One other reality: Newsom has not done nearly enough to protect Californians from some threats posed by AI, threats anticipated in science fiction stories as long ago as the 1940s. Yes, he did sign a few new laws that will help a bit here, but there is nothing existential among them.
One new law requires computer and AI suppliers to ask customers for the new user’s age when setting up devices like smartphones and laptops. The suppliers are then supposed to apply the new user’s age to adjust content appropriately. Another requires some programs to flash warning labels about possible adverse mental health effects of social media posts.
A third requires chatbots built into many new devices to remind users they are not talking to a human but rather a machine. The same new law requires suicide prevention personnel to be informed automatically when users show signs of distress in their postings and questions. No guarantees, though, are here that companion chatbots — those like OpenAI’s ChatGPT that simulate human conversations — won’t still be able to harm humans.

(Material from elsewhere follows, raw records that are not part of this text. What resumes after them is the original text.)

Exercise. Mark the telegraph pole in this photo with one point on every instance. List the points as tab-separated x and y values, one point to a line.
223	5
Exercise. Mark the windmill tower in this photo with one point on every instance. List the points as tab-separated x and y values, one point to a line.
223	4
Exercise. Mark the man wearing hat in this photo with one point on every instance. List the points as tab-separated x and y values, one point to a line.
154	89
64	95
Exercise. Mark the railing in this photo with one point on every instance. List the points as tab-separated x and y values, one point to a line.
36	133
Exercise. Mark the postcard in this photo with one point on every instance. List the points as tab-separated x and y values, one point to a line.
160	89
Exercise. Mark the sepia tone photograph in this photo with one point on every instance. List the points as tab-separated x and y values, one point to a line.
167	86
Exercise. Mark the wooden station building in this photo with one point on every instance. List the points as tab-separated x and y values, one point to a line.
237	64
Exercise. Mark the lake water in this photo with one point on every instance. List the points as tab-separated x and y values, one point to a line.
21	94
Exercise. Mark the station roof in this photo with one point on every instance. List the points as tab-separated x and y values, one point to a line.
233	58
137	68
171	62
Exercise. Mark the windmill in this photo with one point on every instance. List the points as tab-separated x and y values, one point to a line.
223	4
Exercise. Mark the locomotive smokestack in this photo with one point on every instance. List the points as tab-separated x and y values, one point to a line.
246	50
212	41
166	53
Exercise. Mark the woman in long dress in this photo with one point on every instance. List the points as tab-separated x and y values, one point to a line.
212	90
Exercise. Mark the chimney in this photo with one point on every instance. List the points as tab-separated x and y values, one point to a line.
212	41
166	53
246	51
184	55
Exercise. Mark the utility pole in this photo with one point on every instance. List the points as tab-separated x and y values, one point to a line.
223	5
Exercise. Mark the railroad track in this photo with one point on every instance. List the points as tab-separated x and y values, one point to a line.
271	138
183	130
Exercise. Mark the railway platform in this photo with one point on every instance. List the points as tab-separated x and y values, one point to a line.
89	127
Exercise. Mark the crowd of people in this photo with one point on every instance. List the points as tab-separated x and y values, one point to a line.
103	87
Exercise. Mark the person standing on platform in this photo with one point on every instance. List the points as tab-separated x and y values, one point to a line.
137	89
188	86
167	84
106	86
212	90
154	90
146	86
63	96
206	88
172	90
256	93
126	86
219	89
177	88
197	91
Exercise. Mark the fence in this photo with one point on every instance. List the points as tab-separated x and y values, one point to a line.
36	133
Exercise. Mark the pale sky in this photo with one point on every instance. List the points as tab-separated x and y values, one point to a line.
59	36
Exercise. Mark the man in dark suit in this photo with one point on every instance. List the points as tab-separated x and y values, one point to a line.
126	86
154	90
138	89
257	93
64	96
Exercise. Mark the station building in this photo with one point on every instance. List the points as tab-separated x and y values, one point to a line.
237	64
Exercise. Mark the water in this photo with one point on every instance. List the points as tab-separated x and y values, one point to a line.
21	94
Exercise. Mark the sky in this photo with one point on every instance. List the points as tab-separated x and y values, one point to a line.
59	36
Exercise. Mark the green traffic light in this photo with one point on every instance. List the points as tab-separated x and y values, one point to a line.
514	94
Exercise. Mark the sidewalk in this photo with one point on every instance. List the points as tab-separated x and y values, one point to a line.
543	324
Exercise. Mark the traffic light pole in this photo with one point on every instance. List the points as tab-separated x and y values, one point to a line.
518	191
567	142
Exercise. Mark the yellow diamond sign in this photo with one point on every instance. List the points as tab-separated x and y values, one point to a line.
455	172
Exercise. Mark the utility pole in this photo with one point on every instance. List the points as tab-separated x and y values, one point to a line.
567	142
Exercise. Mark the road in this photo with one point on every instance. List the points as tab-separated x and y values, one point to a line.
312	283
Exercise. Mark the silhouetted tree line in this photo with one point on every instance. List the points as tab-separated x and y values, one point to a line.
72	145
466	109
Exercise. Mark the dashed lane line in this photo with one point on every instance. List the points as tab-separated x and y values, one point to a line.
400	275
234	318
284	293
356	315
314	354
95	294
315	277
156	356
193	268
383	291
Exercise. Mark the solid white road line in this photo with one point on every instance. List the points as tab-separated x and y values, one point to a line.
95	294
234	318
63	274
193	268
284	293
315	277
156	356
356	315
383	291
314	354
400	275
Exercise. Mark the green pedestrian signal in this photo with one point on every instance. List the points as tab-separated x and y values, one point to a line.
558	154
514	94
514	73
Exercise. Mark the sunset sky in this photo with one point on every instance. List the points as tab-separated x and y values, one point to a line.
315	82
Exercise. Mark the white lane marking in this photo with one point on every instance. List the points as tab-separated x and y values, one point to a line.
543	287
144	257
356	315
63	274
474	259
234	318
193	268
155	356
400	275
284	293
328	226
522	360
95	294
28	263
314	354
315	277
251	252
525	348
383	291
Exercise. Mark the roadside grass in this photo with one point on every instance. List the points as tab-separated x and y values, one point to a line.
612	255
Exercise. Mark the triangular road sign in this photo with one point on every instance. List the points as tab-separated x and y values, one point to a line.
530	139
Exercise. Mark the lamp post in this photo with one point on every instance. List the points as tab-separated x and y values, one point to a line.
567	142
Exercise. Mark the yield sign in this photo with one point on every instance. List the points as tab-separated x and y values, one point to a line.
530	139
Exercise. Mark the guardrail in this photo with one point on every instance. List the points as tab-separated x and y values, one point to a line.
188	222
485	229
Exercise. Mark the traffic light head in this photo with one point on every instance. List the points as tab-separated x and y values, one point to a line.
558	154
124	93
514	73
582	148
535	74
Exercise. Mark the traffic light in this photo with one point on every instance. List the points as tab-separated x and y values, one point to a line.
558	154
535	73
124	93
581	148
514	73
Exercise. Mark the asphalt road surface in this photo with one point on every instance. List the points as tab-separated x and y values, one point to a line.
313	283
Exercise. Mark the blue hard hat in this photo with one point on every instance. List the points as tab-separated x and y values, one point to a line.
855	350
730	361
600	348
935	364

Newsom, under pressure from high-tech companies, vetoed another proposed new law that would have prevented companies from making companion chatbots available to children if they are known to be capable of promoting harmful behaviors like violence, anorexia or other self-harm. Newsom took severe criticism for vetoing that measure but argued it was too broad and could prevent children from having any AI access at all.

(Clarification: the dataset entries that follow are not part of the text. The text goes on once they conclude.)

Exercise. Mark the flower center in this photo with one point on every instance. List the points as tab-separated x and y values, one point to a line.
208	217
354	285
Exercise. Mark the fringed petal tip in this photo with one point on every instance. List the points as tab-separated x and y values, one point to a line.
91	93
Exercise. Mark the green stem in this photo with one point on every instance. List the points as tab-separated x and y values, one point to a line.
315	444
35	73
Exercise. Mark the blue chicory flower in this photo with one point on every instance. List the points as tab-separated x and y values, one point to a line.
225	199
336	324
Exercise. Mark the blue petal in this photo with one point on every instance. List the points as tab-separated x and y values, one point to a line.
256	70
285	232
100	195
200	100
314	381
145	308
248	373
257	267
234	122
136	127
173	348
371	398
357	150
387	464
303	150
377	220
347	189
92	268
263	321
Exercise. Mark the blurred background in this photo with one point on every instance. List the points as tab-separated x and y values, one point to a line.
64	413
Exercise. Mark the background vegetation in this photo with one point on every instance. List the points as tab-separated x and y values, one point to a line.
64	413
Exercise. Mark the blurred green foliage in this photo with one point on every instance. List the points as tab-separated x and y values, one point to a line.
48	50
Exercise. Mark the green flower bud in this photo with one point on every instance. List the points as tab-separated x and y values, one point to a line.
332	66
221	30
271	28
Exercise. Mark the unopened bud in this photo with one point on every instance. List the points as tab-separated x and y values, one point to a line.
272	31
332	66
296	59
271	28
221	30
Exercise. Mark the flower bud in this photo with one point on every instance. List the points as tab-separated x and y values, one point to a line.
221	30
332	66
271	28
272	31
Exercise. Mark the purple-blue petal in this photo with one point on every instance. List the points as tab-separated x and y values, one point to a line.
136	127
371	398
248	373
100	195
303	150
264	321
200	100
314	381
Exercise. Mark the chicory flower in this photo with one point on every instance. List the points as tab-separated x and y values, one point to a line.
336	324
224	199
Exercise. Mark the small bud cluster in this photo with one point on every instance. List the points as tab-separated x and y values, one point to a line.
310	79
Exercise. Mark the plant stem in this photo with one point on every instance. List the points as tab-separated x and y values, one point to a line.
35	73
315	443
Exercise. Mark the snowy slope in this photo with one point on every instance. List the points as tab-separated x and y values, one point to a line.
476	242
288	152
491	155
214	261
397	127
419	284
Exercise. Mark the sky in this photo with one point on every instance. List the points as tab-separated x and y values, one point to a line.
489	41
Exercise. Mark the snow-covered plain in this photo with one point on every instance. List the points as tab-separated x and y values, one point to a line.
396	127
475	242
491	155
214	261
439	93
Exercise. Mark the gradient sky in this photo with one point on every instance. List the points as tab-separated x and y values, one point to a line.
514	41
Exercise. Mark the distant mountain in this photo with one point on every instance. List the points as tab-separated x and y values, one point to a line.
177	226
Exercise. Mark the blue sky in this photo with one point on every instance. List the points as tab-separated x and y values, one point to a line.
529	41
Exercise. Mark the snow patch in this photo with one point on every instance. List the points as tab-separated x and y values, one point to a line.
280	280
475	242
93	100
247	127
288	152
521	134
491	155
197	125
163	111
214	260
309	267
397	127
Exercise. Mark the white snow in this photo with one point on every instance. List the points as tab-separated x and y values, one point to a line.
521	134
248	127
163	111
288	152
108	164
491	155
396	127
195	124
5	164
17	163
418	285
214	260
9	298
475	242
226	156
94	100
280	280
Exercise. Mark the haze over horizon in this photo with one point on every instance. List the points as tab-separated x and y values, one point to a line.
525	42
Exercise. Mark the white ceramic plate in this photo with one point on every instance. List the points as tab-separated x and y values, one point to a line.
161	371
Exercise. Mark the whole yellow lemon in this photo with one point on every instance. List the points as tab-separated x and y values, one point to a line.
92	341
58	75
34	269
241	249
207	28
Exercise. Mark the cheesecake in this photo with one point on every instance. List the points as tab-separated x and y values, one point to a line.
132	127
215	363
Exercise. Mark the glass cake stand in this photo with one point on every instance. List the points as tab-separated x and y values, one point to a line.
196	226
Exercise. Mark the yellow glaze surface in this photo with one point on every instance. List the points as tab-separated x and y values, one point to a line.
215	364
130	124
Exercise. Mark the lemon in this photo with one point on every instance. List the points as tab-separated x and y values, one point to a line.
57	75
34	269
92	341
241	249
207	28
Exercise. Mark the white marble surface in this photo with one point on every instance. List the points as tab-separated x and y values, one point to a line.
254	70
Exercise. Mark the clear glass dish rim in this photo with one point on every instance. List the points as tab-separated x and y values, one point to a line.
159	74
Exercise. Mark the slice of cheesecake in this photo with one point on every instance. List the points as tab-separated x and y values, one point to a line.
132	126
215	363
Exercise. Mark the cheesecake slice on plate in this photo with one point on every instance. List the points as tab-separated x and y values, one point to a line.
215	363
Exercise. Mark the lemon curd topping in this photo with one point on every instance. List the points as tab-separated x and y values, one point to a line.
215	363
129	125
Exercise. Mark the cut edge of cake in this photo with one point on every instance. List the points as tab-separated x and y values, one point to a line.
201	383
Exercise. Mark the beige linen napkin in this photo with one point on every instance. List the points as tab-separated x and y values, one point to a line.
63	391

Even the mild measures he did sign, though, were plainly too much for Trump and some of his corporate supporters. For one thing, the laws Newsom approved are a tougher package than any other state has adopted, even if they’re still pretty weak. They displease companies like Google, Anthropic, Nvidia and OpenAI, which turned to Trump for an antidote to state regulation in their largest domestic market.
Trump’s response was to order all federal agencies to explore whether they can restrict grants to states that pass any AI regulations at all, of which California is the largest. He did not single out California, instead also criticizing other states. One was Colorado, which last year adopted a law that requires testing of AI programs and then notification of customers if any make consequential suggestions for people in their life decisions.
Rather than caving in to this sort of pressure tactic, Newsom should spend part of this year — his last in state office — encouraging California companies to adopt the kind of protections he vetoed last fall. If he doesn’t do that, he’ll essentially be bowing to Trump, a situation that’s always made him uncomfortable during the decade or so the two men’s careers have overlapped.